Two patches to speed up pg_rewind. - Mailing list pgsql-hackers

From Paul Guo
Subject Two patches to speed up pg_rewind.
Date
Msg-id 7C1703E7-F3F3-43FA-86EB-177C671BF33C@vmware.com
Whole thread Raw
Responses Re: Two patches to speed up pg_rewind.
List pgsql-hackers
While reading pg_rewind code I found two things could speed up pg_rewind.
Attached are the patches.

First one: pg_rewind would fsync the whole pgdata directory on the target by default,
but that is a waste since usually just part of the files/directories on
the target are modified. Other files on the target should have been flushed
since pg_rewind requires a clean shutdown before doing the real work. This
would help the scenario that the target postgres instance includes millions of
files, which has been seen in a real environment.

There are several things that may need further discussions:

1. PG_FLUSH_DATA_WORKS was introduced as "Define PG_FLUSH_DATA_WORKS if we have an implementation for pg_flush_data”,
    but now the code guarded by it is just pre_sync_fname() relevant so we might want
    to rename it as HAVE_PRE_SYNC kind of name?

2. Pre_sync_fname() implementation

    The code looks like this:
  #if defined(HAVE_SYNC_FILE_RANGE)
      (void) sync_file_range(fd, 0, 0, SYNC_FILE_RANGE_WRITE);
  #elif defined(USE_POSIX_FADVISE) && defined(POSIX_FADV_DONTNEED)
      (void) posix_fadvise(fd, 0, 0, POSIX_FADV_DONTNEED);

    I’m a bit suspicious about calling posix_fadvise() with POSIX_FADV_DONTNEED.
    I did not check the Linux Kernel code but according to the man
    page I suspect that this option might cause the kernel tends to evict the related kernel
    pages from the page cache, which might not be something we expect.
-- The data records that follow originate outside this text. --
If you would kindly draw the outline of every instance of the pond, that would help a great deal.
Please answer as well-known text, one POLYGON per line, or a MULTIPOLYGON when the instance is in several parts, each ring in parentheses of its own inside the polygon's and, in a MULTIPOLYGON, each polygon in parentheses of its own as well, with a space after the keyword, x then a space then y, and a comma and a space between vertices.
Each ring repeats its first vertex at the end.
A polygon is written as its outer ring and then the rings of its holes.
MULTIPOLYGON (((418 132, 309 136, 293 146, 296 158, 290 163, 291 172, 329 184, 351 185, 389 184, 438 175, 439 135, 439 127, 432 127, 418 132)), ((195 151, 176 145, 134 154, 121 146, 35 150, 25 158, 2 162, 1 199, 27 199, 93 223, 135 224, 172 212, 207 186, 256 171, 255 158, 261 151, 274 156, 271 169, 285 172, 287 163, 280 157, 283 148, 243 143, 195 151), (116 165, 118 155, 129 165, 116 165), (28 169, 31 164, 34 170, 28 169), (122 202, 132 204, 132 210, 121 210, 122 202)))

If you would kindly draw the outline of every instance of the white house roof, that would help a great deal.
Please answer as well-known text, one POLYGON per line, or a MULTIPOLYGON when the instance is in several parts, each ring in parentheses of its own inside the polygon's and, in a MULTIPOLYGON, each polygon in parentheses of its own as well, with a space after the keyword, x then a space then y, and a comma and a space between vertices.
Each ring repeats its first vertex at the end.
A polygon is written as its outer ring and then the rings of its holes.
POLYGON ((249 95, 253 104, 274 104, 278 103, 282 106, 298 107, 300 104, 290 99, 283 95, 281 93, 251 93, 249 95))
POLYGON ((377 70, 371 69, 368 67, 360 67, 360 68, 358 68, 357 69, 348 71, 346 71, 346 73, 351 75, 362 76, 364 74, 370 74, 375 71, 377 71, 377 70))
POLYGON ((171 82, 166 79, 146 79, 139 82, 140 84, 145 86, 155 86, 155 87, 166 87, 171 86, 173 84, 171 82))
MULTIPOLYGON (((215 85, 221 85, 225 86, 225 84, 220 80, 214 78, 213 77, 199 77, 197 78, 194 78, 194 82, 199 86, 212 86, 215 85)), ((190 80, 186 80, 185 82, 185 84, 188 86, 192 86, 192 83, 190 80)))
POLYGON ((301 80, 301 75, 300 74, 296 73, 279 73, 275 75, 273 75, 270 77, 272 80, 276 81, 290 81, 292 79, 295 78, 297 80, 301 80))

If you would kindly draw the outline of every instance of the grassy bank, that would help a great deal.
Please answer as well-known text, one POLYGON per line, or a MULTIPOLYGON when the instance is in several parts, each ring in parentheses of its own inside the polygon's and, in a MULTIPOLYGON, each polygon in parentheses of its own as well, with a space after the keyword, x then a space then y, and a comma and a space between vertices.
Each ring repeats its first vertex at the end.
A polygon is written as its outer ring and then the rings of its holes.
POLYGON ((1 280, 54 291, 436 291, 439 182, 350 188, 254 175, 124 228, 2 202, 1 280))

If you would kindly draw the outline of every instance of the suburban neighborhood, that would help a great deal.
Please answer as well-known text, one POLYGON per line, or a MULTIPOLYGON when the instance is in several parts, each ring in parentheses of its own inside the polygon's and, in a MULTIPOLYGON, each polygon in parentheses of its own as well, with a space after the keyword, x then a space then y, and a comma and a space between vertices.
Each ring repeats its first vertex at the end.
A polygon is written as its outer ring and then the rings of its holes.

This is
    not a big issue since sync_file_range() should exist on many widely used Linux.

    Also I’m not sure how much we could benefit from the pre_sync code. Also note if the
    directory has a lot of files or the IO is fast, pre_sync_fname() might slow down
    the process instead. The reasons are: If there are a lot of files it is possible that we need
    to read the already-synced-and-evicted inode from disk (by open()-ing) after rewinding since
   the inode cache in Linux Kernel is limited; also if the IO is faster and kernel do background
   dirty page flush quickly, pre_sync_fname() might just waste cpu cycles.

   A better solution might be launch a separate pthread and do fsync one by one
   when pg_rewind finishes handling one file. pg_basebackup could use the solution also.

   Anyway this is independent of this patch.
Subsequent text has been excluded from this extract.